Читаем Монгольская империя и кочевой мир полностью

Претензии монголов на земли ислама этим не ограничились. В декабре 1259 г. армии Хулагу разместились на севере Сирии. Монгольские войска попытались пройти вперед, но их продвижение было остановлено в декабре 1260 г. султаном мамелюков ал-Малик ал-Музаффар Кутузом и Байбаром, которые одержали знаменитую победу в Айн Джалут [Amitai-Preiss 1992, p. 119–150]. Состояние войны между мамелюками и иль-ханами длилось более шестидесяти лет, вплоть до подписания мирного договора в 1323 г. [Amitai-Press 1995].

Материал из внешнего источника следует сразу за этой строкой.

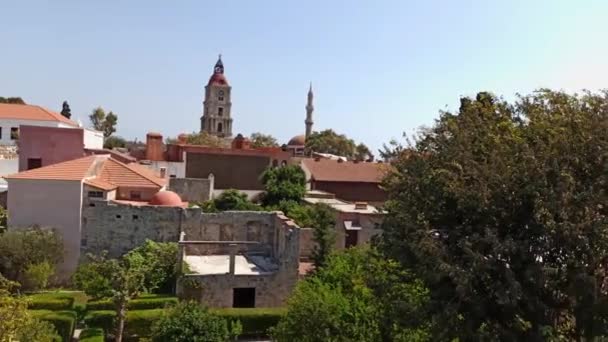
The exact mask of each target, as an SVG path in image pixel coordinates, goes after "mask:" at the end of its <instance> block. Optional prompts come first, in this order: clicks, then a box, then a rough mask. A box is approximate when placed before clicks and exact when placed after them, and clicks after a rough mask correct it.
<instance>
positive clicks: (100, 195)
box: [89, 191, 103, 198]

2. Между шариатом и Ясой — идеологическая война.

Поражение монгольских войск в Айн Джалуте в 1260 г. зафиксировало территории влияния: мамелюки доминировали в странах Леванта, тогда как с другой стороны сирийской пустыни иль-ханы завоевали Месопотамию, сердце аббасидского Дар ал-Ислама

. Претензии иль-ханов на Сирию подтверждаются многочисленными посольствами, отправленными на латинский запад с целью заключить мир между христианскими принцами и папством. Одновременно они отправили письма и послов к мамелюкским султанам, призывая их к подчинению. Этот дипломатический обмен дал повод к настоящей идеологической войне между двумя государствами.

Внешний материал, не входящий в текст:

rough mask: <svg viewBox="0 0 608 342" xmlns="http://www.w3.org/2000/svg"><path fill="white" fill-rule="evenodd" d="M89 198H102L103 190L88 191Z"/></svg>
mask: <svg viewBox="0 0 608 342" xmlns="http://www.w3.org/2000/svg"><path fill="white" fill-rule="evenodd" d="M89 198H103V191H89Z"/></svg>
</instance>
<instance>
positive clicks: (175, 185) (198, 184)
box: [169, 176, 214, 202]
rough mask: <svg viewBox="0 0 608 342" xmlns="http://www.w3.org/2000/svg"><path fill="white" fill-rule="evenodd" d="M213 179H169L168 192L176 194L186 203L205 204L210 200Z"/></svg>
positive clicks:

Мамелюки пришли к власти в тот момент, когда в Дар ал-Исламе формировалась новая идеология: преемники Чингис-хана отстаивали свое право «императорской счастливой судьбы (suu)», дарованной правящей семье «Небом» [Rachewiltz 1973, p. 21–36]. В этом контексте любой суверен, который отказывался подчиняться монгольским властям, считался выступающим против не только преемников Чингис-хана, но и самого «Тэнгэри». К этой теме периодически возвращаются в историографии пост-чингисовской эпохи: все народы земли приглашаются «быть в мире и гармонии с монголами», иначе говоря, к полной и безусловной покорности [Amitai-Press 1999, p. 62]. В письмах, отправленных иль-ханами на запад, делается акцент на небесный мандат; все они начинались определенной формулой, как мы это видим в письме Аргуна к Филиппу Красивому (1289): «Силою вечного неба, счастьем хагана мы говорим (mongketenggeri-yinkucun-dur, qa’an-usuu-dur […] ugemanu

)» [Les lettres… 1962, с. 17–18].

Встретившись лицом к лицу с «монгольским nasab», мамелюки (низкого происхождения) не могли предложить чего-либо подобного: они были отмечены печатью отсутствия преемственности в мире, неотступно следующем генеалогии. В 1269 г. иль-ханид Абага написал Байбарсу в послании: «Лучшее, что ты можешь сделать — это мир с нами… Ты раб, купленный Сивасом, как можешь ты противостоять правителю земли?» [Amitai-Press 2001, p. 107]. Абага, правитель императорской крови, владеющий мандатом Неба, мог только выразить свое презрение незаконным мятежникам, не имеющим благородных предков. У Байбарса не было другого выбора для доказательства легитимности своей власти как только представиться защитником истинной веры перед лицом языческой и тиранической династии.

Яса была одним из элементов идеологической борьбы, в которую включились мамелюки и иль-ханы. В 1269 г. Абага отправил Байбарсу послание, содержащее четыре ссылки на Ясу [Amitai-Press 1994, p. 28–30]. В этом тексте упоминание ясы

ассоциировалось с терминами farman и yarligh и титулом хаган, одной ссылкой на Хубилая, от которого Абага зависел. Контекст побуждает перевести farman
и yarligh как «распоряжения и указы правящего хагана», что дает им статус, эквивалентный таковым Чингис-хана. В своем ответе Абаге Байбарс провозглашает: «Наша Яса выше, чем таковая Чингис-хана. Бог дал нам возможность, чтобы правили больше чем сорок правителей!» [Amitai-Press 1994, p. 30]. Нет сомнения, что Байбарс использовал здесь термин яса в смысле шариат [ibid, p. 31; Broadbridge 2001, p. 108–109]. Никто не удивился, что эти исторические обстоятельства привели мусульман к восприятию Ясы, которая осталась в силе и после официального обращения иль-хана Газан-хана в 1295 г., как шариата и сунны монголов, как совокупности законов, находящихся в противоречии с исламом.